Du côté palestinien, on peut difficilement comprendre l’attrait pour des mouvements comme le Hamas si l’on ne mentionne pas la corruption et l’autoritarisme qui rongent l’AP. Certains choix politiques de Ramallah — au premier chef la coopération sécuritaire avec Israël — sont fortement contestés par une partie de l’opinion publique palestinienne. Aucun manuel ne rappelle d’ailleurs que le Hamas a intégré le jeu politique palestinien en participant aux élections législatives de 2006, mais que sa victoire n’a jamais été acceptée par les Occidentaux. Le parti pris des États-Unis en faveur d’Israël et par conséquent l’inefficacité de l’ONU sont en revanche clairement mis en avant par la plupart des manuels.

En se focalisant sur les « extrêmes », les manuels scolaires entretiennent donc une vision simpliste de l’échec du processus de paix engagé à Oslo, qui serait dû aux « extrémistes » religieux irrationnels en dépit de la bonne volonté des acteurs gouvernementaux légitimes.

1Dans un article paru le 20 novembre 2023 sur Le Grand Continent, le politiste Asiem El Difraoui utilise le terme à plusieurs reprises pour qualifier le Hamas. Mercredi 13 décembre 2023, la présidente de la Commission européenne Ursula von der Leyen suggère quant à elle que les « colons extrémistes » de Cisjordanie soient sanctionnés par l’Union européenne.

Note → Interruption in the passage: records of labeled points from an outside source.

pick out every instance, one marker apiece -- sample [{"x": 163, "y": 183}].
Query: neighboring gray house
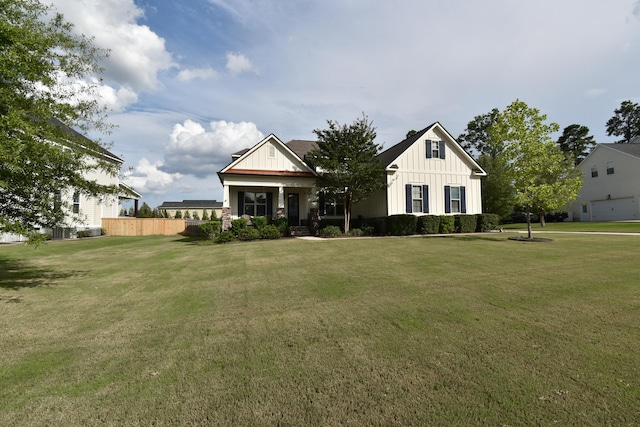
[{"x": 611, "y": 190}]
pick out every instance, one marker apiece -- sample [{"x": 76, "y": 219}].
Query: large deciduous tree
[
  {"x": 625, "y": 122},
  {"x": 576, "y": 142},
  {"x": 498, "y": 195},
  {"x": 544, "y": 179},
  {"x": 346, "y": 160},
  {"x": 45, "y": 80}
]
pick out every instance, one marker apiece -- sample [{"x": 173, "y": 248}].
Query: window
[
  {"x": 331, "y": 205},
  {"x": 610, "y": 168},
  {"x": 417, "y": 198},
  {"x": 76, "y": 202},
  {"x": 255, "y": 204},
  {"x": 455, "y": 199}
]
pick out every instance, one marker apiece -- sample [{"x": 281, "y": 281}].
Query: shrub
[
  {"x": 248, "y": 233},
  {"x": 225, "y": 237},
  {"x": 282, "y": 224},
  {"x": 487, "y": 222},
  {"x": 331, "y": 231},
  {"x": 402, "y": 225},
  {"x": 429, "y": 224},
  {"x": 238, "y": 224},
  {"x": 270, "y": 232},
  {"x": 211, "y": 229},
  {"x": 259, "y": 222},
  {"x": 465, "y": 223},
  {"x": 447, "y": 224}
]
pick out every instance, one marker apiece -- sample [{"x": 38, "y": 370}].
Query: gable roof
[{"x": 389, "y": 156}]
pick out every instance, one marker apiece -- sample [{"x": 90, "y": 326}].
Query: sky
[{"x": 189, "y": 82}]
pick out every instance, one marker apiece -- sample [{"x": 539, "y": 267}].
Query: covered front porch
[{"x": 296, "y": 201}]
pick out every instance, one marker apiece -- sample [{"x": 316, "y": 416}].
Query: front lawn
[{"x": 455, "y": 330}]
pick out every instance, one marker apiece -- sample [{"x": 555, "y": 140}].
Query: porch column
[{"x": 280, "y": 213}]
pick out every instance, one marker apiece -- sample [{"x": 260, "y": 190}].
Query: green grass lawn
[{"x": 459, "y": 330}]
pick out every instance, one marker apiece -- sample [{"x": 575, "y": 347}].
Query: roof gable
[
  {"x": 269, "y": 157},
  {"x": 391, "y": 155}
]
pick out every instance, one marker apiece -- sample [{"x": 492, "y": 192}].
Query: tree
[
  {"x": 346, "y": 156},
  {"x": 625, "y": 122},
  {"x": 498, "y": 194},
  {"x": 544, "y": 179},
  {"x": 576, "y": 142},
  {"x": 41, "y": 160},
  {"x": 145, "y": 211}
]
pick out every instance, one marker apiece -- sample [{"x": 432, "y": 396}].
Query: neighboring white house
[
  {"x": 427, "y": 173},
  {"x": 611, "y": 190}
]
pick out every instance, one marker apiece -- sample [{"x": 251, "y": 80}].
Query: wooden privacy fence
[{"x": 143, "y": 226}]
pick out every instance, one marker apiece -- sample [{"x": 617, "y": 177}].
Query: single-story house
[
  {"x": 611, "y": 190},
  {"x": 427, "y": 173},
  {"x": 194, "y": 207}
]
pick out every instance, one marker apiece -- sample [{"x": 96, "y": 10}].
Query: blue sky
[{"x": 190, "y": 82}]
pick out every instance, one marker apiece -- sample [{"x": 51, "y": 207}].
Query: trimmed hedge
[
  {"x": 429, "y": 224},
  {"x": 447, "y": 224},
  {"x": 402, "y": 225},
  {"x": 465, "y": 223}
]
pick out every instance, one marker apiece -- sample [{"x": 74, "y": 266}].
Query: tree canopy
[
  {"x": 625, "y": 122},
  {"x": 44, "y": 70},
  {"x": 576, "y": 142},
  {"x": 498, "y": 194},
  {"x": 346, "y": 159},
  {"x": 544, "y": 179}
]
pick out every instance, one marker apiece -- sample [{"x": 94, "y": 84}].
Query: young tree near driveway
[
  {"x": 42, "y": 70},
  {"x": 625, "y": 122},
  {"x": 498, "y": 195},
  {"x": 576, "y": 142},
  {"x": 346, "y": 160},
  {"x": 544, "y": 179}
]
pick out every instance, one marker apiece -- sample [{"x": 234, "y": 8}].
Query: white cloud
[
  {"x": 238, "y": 63},
  {"x": 197, "y": 73},
  {"x": 147, "y": 178},
  {"x": 194, "y": 150},
  {"x": 137, "y": 54}
]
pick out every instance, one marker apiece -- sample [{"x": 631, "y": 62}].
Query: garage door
[{"x": 613, "y": 210}]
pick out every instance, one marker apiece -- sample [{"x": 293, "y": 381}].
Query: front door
[{"x": 293, "y": 209}]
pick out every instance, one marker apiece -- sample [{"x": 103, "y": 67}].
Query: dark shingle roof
[
  {"x": 630, "y": 148},
  {"x": 186, "y": 204},
  {"x": 301, "y": 147}
]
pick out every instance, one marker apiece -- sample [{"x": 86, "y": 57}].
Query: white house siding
[
  {"x": 261, "y": 160},
  {"x": 609, "y": 197}
]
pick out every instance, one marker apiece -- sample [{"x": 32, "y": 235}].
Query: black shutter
[
  {"x": 322, "y": 208},
  {"x": 425, "y": 199},
  {"x": 447, "y": 199},
  {"x": 240, "y": 203}
]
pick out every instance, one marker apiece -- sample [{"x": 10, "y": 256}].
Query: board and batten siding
[
  {"x": 415, "y": 168},
  {"x": 270, "y": 156}
]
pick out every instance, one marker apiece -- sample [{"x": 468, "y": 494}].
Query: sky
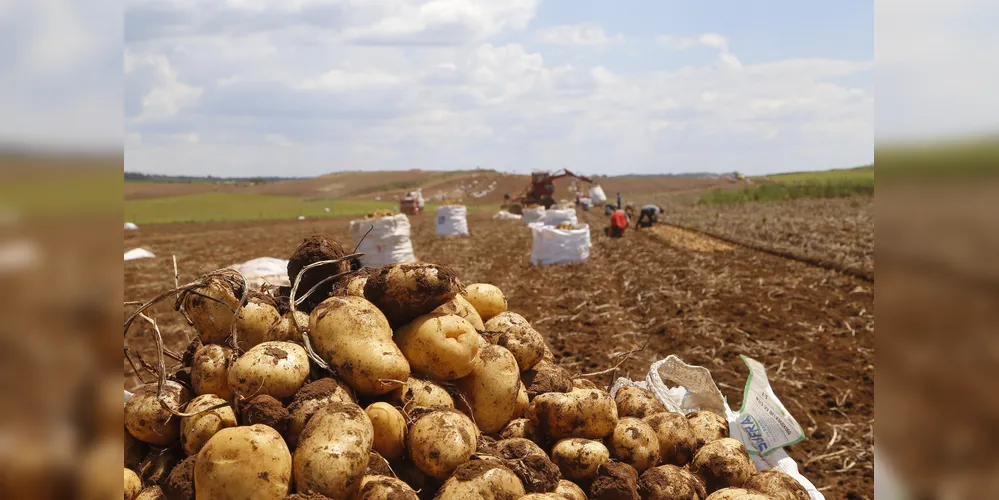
[{"x": 305, "y": 87}]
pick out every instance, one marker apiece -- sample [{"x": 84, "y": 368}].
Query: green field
[{"x": 238, "y": 207}]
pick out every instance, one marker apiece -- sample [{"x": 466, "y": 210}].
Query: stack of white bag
[
  {"x": 559, "y": 246},
  {"x": 452, "y": 220},
  {"x": 387, "y": 243},
  {"x": 762, "y": 423}
]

2Les manuels scolaires pris en considération pour cette étude sont : le Belin dirigé par A. Doustaly (2020) ; le Hachette dirigé par A. Gasnier, F. Maillo-Viel, M. Navarro, H. Simonneau et S. Vautier (2020) ; le Hatier dirigé par M. Beshara et H. Billard (2020) ; le Magnard dirigé par M. Chevallier (2020) ; le Nathan dirigé par S. Cote, E. Godeau, E. Janin et G. Le Quintrec (2020).

3Le logo du Hamas, qui mêle références religieuses (mosquée du Dôme du Rocher, chahada, couleur verte) et nationalistes (carte de la Palestine, couleurs du drapeau palestinien), illustre bien les deux registres de légitimation du mouvement.

4En 2023, le Foyer juif fusionne avec le Parti sioniste religieux pour former le Parti national religieux-Sionisme religieux, surnommé Mafdal-Sionisme religieux et dirigé par Bezalel Smotrich.

5Les manuels tendent à présenter les accords d’Oslo de 1993 comme un moment historique (ce qu’ils sont), mais sans suffisamment insister sur le fait qu’ils ne constituent qu’une simple reconnaissance réciproque entre Israël et l’OLP : les véritables enjeux du conflit (le partage du territoire, Jérusalem, les réfugiés, etc.) ne sont pas du tout traités.